Locally, no one does it with quite as much range and value as Happy Dragon. The unassuming spot, quietly located next to a trophy shop and laundromat on Fremont Street in North Monterey, deploys over-the-top Chinese restaurant décor with red lanterns dangling from the ceilings, gold leaf dragons wrapped around a pair of large columns and a statue of Buddha drenched in matching gold. But it’s the bountiful lunchtime menu – offered Monday through Friday from 11am until 2:30pm – that proves to be just as over-the-top, and a major draw for locals-in-the-know. Happy Dragon’s hefty selection of more than 50 lunch specials includes the soup of the day, steamed rice (fried rice or chow mein for an additional $1.75) and fried wontons (dine-in only) for as little as $6.95.

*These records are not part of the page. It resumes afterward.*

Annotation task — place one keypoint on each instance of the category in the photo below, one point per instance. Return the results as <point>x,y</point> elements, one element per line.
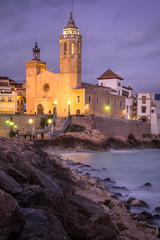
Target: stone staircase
<point>57,126</point>
<point>58,123</point>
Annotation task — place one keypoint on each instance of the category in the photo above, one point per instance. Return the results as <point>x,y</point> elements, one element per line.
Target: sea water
<point>129,168</point>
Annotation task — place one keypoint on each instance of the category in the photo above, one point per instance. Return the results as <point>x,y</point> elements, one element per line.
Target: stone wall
<point>21,121</point>
<point>110,127</point>
<point>146,128</point>
<point>113,127</point>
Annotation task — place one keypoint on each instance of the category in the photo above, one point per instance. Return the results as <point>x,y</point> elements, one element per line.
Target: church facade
<point>47,91</point>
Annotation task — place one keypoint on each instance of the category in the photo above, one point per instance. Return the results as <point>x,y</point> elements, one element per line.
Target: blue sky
<point>123,35</point>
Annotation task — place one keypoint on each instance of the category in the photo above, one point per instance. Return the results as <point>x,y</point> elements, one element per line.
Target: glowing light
<point>49,121</point>
<point>107,108</point>
<point>30,121</point>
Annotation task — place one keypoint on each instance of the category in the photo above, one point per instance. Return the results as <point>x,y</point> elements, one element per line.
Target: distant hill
<point>157,96</point>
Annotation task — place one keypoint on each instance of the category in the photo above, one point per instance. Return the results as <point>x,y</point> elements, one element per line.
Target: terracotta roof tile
<point>109,75</point>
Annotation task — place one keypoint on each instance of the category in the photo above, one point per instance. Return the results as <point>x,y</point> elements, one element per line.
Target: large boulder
<point>12,219</point>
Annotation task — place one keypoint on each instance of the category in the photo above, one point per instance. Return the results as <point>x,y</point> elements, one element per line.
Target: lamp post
<point>55,105</point>
<point>49,122</point>
<point>11,124</point>
<point>69,103</point>
<point>30,123</point>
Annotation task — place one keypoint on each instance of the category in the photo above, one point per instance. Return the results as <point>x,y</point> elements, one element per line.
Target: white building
<point>113,81</point>
<point>8,99</point>
<point>148,110</point>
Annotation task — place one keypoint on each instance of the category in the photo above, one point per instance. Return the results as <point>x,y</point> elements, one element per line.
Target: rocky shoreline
<point>94,140</point>
<point>41,198</point>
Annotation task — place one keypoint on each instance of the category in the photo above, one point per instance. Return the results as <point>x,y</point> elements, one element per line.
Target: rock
<point>85,206</point>
<point>107,180</point>
<point>133,202</point>
<point>120,188</point>
<point>146,186</point>
<point>139,203</point>
<point>49,201</point>
<point>11,219</point>
<point>8,184</point>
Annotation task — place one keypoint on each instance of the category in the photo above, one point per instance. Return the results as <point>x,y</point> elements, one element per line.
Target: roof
<point>109,75</point>
<point>71,23</point>
<point>129,88</point>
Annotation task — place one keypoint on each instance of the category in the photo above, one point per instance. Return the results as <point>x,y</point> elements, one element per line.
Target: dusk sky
<point>123,35</point>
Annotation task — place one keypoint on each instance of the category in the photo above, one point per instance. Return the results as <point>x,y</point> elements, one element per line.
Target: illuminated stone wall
<point>21,121</point>
<point>113,127</point>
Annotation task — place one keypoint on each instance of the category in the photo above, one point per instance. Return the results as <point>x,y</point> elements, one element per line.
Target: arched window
<point>79,48</point>
<point>78,98</point>
<point>65,48</point>
<point>72,48</point>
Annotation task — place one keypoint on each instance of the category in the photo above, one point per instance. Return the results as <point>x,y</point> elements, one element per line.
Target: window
<point>65,48</point>
<point>72,48</point>
<point>46,87</point>
<point>97,100</point>
<point>127,108</point>
<point>1,99</point>
<point>143,109</point>
<point>143,99</point>
<point>79,48</point>
<point>78,98</point>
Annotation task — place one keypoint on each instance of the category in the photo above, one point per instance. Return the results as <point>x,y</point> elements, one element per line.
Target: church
<point>47,92</point>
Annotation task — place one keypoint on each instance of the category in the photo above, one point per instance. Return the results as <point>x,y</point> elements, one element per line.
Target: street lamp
<point>11,123</point>
<point>30,122</point>
<point>49,121</point>
<point>69,103</point>
<point>107,108</point>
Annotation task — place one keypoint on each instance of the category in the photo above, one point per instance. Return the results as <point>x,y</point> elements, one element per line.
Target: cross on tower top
<point>36,52</point>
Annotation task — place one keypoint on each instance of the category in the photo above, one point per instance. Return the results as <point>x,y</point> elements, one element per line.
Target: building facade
<point>8,98</point>
<point>47,91</point>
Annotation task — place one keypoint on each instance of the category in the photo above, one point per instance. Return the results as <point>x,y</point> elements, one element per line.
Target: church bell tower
<point>70,53</point>
<point>33,68</point>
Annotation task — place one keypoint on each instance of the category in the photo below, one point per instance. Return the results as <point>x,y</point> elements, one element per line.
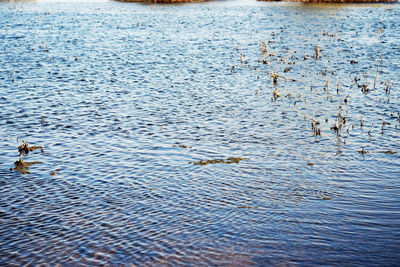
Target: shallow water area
<point>124,96</point>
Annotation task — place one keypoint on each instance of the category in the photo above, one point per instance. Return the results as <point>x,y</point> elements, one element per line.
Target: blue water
<point>123,96</point>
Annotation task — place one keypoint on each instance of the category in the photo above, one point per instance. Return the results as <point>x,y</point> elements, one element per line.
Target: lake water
<point>128,98</point>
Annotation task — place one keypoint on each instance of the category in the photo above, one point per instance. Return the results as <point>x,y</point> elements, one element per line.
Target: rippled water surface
<point>124,96</point>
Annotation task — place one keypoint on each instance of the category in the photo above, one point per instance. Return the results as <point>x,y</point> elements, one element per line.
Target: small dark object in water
<point>286,70</point>
<point>388,152</point>
<point>363,151</point>
<point>182,146</point>
<point>23,166</point>
<point>215,161</point>
<point>25,148</point>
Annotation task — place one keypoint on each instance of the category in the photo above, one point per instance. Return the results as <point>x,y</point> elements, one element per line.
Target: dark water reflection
<point>121,86</point>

Upon our arrival, a piping-hot cup of egg flower soup is served promptly as a colleague and I peruse the colossal menu and its host of pork, chicken, beef, seafood and vegetarian dishes all less than $10.
I go with the kung pao beef ($6.95), featuring a colorful piles of sliced red and green bell peppers, roasted peanuts, carrots and chili peppers cooked in a cocktail of rice wine, hoisin and oyster sauce. The dish is plenteous in meat and veggies but falls short in the overall heat factor for a dish that usually packs much spice. My buddy goes with a special, asparagus with chicken ($8.95). We agree the dish is unique – and with steamed rice easily enough for two meals – though the overall taste lacks pep.
Vegetarians will like it here: Meat-free delights available every day include Napa cabbage and black mushroom tofu ($9.50) and deep-fried eggplant in fresh lemon or garlic sauce ($8.50). If you’re in the mood for a zesty seafood lunch, Happy Dragon offers squid in black bean sauce ($7.45) and spicy curry prawns ($7.45).
Meanwhile, the restaurant’s dinner menu, which unfolds like a mammoth AAA map of California, features literally hundreds of pork, chicken and beef options, as well as 32 vegetarian plates like spicy Mongolian tofu ($9.25) and curry vegetables ($7.95). The value factor of lunch extends into the dinnertime hours with three $27.95 dinner specials for two – which can easily feed a family of four – and four combo dinners for one ($14.95-$15.45), which all come with an egg roll, fried prawns, two main entrees and fried rice. It’s a lot for a little.
A friend and I go for the $27.95 package that includes hot-and-sour soup, eggrolls, fried prawns, Peking spareribs, Kung pao beef and pork-fried rice. We also order general’s chicken ($9.95), Happy Dragon’s version of General Tso’s chicken, after our waitress informs us that it’s one of the most popular items.
The dish is quintessential East-meets-West cuisine: chicken deep fried in a cakey batter and slathered in rich, sweet-and-spicy sauce. It feels more like a dessert than a main course. The Peking spareribs – miniature pork riblets bathed in sweet and sour sauce – are quite tasty, though they’re a tad sweet. The one part of our meal that stands out above everything else is the hot-and-sour soup (also a la carte at $7.25/medium; $8.95/large), one of the most satisfying takes on the classic dish that I’ve tasted thanks to a beautiful auburn-colored broth of white pepper (the hot) and Chinese black vinegar (the sour). It also shares the strength to combat the nastiest of head colds, and the thin slices of pork, shiitake mushrooms, bamboo shoots, tofu strips, egg, lily buds and tree ear fungus create a robust orchestra of texture, flavor and color that eats like a meal.
Another Happy Dragon standout is their barbecue sparerib appetizer ($6.95). The four lean, bone-in pork ribs are served on a bed of crisp shredded lettuce. The best part about these ribs: their smoky flavor born of a semi-sweet dry rub, a welcome shift from the usual dousing of heavy sweet-and-sour sauce. The Szechuan-style green beans ($9.45) have also earned a place in my heart. The simple homily of garlic, ginger, red pepper flakes and soy sauce coats – without saturating – each green bean evenly, giving every bite a tangy and spicy personality.
A note on making your exit: Whether you go for lunch or dinner, there’s no way to avoid leaving without an ample-sized bag of leftovers. But leftover Chinese food is often even better. More good news: The joint is family-owned by longtime locals, and their vast array of reasonably priced dishes can also be delivered to your doorstep. It’s Chinese food news like that that makes me proud to be an American.